Robust Inference for Change Points in High Dimension

TL;DR

This paper introduces a robust, tuning-free test for detecting change points in high-dimensional data using spatial signs and self-normalization, with theoretical justification and practical effectiveness demonstrated through simulations and real data.

Contribution

It develops a new change point detection method based on spatial signs that is robust to heavy tails and dependence, with fixed-$n$ asymptotics providing better finite-sample approximation.

Findings

The proposed test is robust to heavy-tailed distributions.

The fixed-$n$ asymptotics outperform traditional approaches.

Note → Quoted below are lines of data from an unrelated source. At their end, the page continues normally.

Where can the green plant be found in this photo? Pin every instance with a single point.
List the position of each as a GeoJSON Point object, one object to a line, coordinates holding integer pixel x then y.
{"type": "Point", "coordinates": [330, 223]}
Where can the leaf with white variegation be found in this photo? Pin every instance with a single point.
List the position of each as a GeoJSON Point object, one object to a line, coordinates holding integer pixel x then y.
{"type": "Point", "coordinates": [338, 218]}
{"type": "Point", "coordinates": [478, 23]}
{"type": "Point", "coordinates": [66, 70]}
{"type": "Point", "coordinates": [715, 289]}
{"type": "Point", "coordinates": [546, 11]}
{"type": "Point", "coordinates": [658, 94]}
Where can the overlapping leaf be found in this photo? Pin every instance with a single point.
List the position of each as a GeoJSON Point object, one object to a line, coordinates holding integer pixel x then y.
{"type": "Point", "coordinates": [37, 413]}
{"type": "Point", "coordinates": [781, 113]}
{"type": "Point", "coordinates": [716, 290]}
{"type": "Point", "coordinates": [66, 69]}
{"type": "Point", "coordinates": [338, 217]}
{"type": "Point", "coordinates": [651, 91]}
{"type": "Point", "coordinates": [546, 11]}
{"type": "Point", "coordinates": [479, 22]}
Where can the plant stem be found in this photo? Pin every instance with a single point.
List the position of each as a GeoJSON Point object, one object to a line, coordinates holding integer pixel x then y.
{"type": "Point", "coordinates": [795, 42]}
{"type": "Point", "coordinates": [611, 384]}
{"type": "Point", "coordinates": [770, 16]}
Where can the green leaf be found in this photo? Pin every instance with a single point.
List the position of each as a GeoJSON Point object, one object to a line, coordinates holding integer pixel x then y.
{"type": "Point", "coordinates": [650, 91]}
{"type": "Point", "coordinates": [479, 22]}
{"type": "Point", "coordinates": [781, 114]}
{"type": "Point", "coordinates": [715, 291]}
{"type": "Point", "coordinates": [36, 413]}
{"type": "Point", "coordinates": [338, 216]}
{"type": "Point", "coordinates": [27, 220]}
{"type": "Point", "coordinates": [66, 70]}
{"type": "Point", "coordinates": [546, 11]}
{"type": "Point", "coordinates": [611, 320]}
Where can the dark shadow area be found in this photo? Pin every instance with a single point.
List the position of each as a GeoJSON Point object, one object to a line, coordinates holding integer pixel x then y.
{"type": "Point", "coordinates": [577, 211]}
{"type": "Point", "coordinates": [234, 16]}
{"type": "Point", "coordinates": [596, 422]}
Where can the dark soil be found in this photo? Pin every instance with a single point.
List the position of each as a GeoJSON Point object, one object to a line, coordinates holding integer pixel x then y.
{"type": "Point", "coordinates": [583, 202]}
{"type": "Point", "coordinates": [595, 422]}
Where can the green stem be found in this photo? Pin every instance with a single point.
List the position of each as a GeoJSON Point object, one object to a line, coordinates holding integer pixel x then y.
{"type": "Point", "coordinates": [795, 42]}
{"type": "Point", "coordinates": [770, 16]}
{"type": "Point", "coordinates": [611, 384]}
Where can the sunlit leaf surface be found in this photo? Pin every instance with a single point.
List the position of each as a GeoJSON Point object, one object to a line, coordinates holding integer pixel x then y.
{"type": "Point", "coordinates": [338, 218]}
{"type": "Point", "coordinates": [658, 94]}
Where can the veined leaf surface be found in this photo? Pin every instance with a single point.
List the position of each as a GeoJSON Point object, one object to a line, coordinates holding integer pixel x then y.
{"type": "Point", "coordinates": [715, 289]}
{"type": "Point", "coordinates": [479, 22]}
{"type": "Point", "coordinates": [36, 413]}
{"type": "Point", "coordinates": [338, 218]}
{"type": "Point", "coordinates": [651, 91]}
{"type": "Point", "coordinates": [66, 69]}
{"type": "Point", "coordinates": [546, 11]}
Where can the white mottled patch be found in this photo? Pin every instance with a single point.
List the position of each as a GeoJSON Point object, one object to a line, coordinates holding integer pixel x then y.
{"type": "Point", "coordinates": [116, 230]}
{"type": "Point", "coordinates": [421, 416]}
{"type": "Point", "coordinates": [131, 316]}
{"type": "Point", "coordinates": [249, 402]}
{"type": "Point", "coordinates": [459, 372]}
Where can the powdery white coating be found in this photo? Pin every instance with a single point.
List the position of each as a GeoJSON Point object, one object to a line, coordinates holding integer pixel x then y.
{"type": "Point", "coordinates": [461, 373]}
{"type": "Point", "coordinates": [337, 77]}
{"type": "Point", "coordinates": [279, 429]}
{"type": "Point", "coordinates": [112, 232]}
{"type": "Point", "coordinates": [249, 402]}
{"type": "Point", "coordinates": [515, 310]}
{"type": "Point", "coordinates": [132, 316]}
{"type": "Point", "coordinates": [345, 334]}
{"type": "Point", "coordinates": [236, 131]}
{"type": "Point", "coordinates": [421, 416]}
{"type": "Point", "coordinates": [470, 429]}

The method effectively detects multiple change points in high-dimensional data.

Abstract

This paper proposes a new test for a change point in the mean of high-dimensional data based on the spatial sign and self-normalization. The test is easy to implement with no tuning parameters, robust to heavy-tailedness and theoretically justified with both fixed-$n$ and sequential asymptotics under both null and alternatives, where $n$ is the sample size. We demonstrate that the fixed-$n$ asymptotics provide a better approximation to the finite sample distribution and thus should be preferred in both testing and testing-based estimation. To estimate the number and locations when multiple change-points are present, we propose to combine the p-value under the fixed-$n$ asymptotics with the seeded binary segmentation (SBS) algorithm. Through numerical experiments, we show that the spatial sign based procedures are robust with respect to the heavy-tailedness and strong coordinate-wise dependence, whereas their non-robust counterparts proposed in Wang et al. (2022) appear to under-perform. A real data example is also provided to illustrate the robustness and broad applicability of the proposed test and its corresponding estimation algorithm.